Dans le rôle de Malcolm, on reconnaîtra le formidable
enfant star qui nous arrachaient les larmes dans Qu’elle
était verte ma vallée (1941) de John Ford,
à savoir bien sûr Roddy McDowall. Acteur précoce
et très vite populaire aussi bien à la télévision
qu’au cinéma et qui accompagna plusieurs générations
de cinéphiles dans des productions célèbres
dont il serait vain ici d’en énoncer la liste. Le hasard
fit que son rôle le plus célèbre fut celui pour
lequel son visage dut être méconnaissable : le chimpanzé
Cornelius de La Planète des Singes. Pour
la photographie de Macbeth, essentielle par ses
forts contrastes et ses jeux de lumière, Orson Welles fit
appel à John L. Russel. Ce chef opérateur habitué
à travailler dans la rapidité, n’est pourtant
pas un grand nom de la profession ; il est connu pour son travail
avec Hitchcock dans la série télévisée
Alfred Hitchcock Presents et surtout pour Psychose
au cinéma (1960). Il est fort à parier que l’implication
de Welles dans l’éclairage de son film fut déterminante,
fort des son apprentissage avec le grand Gregg Toland sur Citizen
Kane (1941).
Macbeth,
l’homme et le souverain, peut facilement entrer dans la galerie
des fabuleux personnages wellesiens. Animés par une ambition
démesurée, imposants de par leur stature physique
et leur emprise sur les siens, rongés par un
secret
inavouable qui conduit leur entreprise à un échec
certain, architectes de leur ascension sociale et de leur déchéance,
mêlant souvent fiction et réalité dans l’édification
de leur propre légende, écartelés sous le sceau
de la tragédie entre une nature humaine, trop humaine, et
leur attirance vers le pouvoir suprême (proche du divin),
Charles Foster Kane, Othello, Gregory Arkadin, Hank Quinlan, Falstaff,
Charles Clay et donc Macbeth sont cousins et dessinent en creux
le portrait d’un artiste démiurge qui a constamment
porté son regard vers le haut, tutoyant les sommets de son
art tout en dévalant avec pertes et fracas les pentes dangereuses
de l’industrie qui l’a vu naître. Macbeth est
tiraillé entre sa misérable condition d’être
humain et son aspiration à rejoindre le sommet des dieux.

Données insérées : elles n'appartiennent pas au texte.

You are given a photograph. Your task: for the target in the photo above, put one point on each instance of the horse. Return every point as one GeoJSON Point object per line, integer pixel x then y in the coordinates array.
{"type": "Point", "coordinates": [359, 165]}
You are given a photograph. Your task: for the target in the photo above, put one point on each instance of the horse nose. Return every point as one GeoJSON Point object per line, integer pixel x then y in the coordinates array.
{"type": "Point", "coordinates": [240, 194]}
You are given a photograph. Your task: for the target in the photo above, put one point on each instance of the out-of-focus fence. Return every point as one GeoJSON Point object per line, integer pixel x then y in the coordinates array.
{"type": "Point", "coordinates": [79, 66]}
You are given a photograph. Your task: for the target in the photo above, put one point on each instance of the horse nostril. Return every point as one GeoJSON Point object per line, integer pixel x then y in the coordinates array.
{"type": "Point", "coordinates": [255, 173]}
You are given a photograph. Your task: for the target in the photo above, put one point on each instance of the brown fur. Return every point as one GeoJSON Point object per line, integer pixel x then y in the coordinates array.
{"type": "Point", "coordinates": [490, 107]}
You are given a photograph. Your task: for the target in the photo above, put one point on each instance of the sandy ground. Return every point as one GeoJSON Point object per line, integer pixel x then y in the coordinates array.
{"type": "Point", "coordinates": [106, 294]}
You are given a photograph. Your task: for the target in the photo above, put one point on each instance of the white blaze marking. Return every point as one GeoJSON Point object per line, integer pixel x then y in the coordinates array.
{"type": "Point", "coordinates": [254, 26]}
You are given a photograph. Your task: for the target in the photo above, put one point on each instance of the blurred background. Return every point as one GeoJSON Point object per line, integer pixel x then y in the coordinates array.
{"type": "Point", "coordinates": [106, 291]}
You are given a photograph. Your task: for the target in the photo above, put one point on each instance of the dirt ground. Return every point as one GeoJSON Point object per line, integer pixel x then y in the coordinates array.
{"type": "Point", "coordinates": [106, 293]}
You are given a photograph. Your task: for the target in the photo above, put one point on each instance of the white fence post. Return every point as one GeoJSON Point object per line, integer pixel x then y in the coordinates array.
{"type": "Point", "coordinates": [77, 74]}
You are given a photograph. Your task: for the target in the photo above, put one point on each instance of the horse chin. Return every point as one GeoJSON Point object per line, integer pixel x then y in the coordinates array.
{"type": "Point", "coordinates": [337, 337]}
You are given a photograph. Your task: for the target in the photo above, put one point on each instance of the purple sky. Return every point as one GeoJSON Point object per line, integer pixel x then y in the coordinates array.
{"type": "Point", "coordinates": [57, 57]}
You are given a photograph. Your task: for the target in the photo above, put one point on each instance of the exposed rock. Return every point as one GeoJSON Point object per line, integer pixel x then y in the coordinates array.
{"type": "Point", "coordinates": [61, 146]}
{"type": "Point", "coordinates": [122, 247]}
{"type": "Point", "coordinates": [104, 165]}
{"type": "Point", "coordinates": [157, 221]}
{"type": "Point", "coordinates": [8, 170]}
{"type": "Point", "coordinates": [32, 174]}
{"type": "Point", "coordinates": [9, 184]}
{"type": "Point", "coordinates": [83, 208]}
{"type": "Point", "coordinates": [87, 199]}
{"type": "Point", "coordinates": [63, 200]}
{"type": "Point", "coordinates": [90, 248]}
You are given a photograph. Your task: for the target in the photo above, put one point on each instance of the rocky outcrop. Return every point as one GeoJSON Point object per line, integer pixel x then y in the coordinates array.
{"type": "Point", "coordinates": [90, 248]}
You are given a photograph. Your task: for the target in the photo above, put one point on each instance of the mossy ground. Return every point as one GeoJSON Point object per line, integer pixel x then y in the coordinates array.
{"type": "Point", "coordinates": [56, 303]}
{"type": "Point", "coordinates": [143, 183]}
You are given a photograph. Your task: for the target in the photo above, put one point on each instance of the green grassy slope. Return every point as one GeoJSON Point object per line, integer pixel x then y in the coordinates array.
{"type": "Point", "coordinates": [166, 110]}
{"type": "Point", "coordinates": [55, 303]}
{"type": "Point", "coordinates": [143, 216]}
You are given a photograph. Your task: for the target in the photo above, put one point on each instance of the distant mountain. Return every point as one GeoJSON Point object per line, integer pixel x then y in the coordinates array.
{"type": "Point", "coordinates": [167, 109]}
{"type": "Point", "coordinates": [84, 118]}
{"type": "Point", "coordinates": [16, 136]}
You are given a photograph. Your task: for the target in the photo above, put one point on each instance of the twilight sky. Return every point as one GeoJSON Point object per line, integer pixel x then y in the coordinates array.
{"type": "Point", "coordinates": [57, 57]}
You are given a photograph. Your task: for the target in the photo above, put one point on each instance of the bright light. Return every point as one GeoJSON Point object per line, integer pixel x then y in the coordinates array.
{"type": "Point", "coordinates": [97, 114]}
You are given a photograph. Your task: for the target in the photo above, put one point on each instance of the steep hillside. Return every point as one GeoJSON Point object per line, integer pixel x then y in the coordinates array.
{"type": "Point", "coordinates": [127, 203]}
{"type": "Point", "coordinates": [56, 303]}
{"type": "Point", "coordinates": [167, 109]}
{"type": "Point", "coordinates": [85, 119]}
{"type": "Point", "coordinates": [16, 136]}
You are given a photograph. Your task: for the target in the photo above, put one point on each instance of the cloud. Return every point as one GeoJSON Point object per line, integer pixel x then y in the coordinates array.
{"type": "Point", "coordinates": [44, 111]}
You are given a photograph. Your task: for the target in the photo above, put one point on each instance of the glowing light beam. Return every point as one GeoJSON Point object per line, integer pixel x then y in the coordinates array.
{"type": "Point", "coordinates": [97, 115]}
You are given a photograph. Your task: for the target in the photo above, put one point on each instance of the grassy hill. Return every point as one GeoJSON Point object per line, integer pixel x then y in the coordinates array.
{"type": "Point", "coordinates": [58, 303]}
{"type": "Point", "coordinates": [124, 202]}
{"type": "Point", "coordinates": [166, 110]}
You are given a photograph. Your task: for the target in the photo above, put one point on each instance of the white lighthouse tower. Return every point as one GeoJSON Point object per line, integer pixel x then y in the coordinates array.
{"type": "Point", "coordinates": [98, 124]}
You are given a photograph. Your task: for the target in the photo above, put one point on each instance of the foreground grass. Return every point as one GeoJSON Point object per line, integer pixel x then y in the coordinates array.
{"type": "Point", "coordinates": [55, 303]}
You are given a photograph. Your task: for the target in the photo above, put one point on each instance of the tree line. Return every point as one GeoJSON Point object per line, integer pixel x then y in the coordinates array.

Ainsi le filme Orson Welles, faisant le pont entre la terre et le
ciel grâce à son corps massif étiré dans
sa hauteur par des contre-plongées régulières
et accentuées. Dès l’introduction, cet homme
est défini comme un pantin, le jouet de forces surnaturelles
: les trois sorcières sculptent une poupée dans la
glaise, l’avenir de Macbeth est inscrit dans la pierre de
l’oracle.
Avec Macbeth, Welles réalise un poème
fantastique d’une beauté grave et douloureuse. Le génie
baroque et expressionniste mis à l’œuvre confère
au récit une puissance visuelle qui donne à voir la
souffrance intérieure du personnage suite à sa trahison,
de même que la sauvagerie - les personnages paraissent vivre
dans des grottes - résultante des conflits historiques et
religieux (le profane et le sacré s’opposent dans un
monde en proie aux tourments de l’enfer sur Terre). La couronne
que porte Macbeth évoque celle qui couvre la tête de
la Statue de la Liberté. Voilà un exemple, volontiers
ironique, de l’intrusion de la modernité dans le contexte
ancien de l’Ecosse du Moyen Âge. Macbeth, bien que perverti
par son crime, est un esprit libre. L’ordre ancien, symbolisé
par les croyances païennes dont les sorcières représentent
la face maléfique, est bousculé par l’irruption
de la chrétienté. Mais Welles semble les renvoyer
dos à dos dans cette quête de l’ordre et du pouvoir,
croix celtiques contre fourches des sorcières. L’univers
du film est un décor quasi unique, directement hérité
de la pièce de théâtre montée en 1936,
qui enserre en vase clos ses protagonistes. Rares sont les scènes
éloignées de cet espace. Un espace-monde unissant
les avant-plans de la pierre du château et les arrière-plans
de la lande écossaise dans des aller-retour incessants effectués
par la lumière et les personnages. Macbeth
est transformé en un terrain de jeu pervers soumis à
des forces obscures. L’adaptation de la pièce de Shakespeare,
dans laquelle Welles a pas mal coupé, devient une fantasmagorie
sombre et vouée aux mystères de la vie et de la mort.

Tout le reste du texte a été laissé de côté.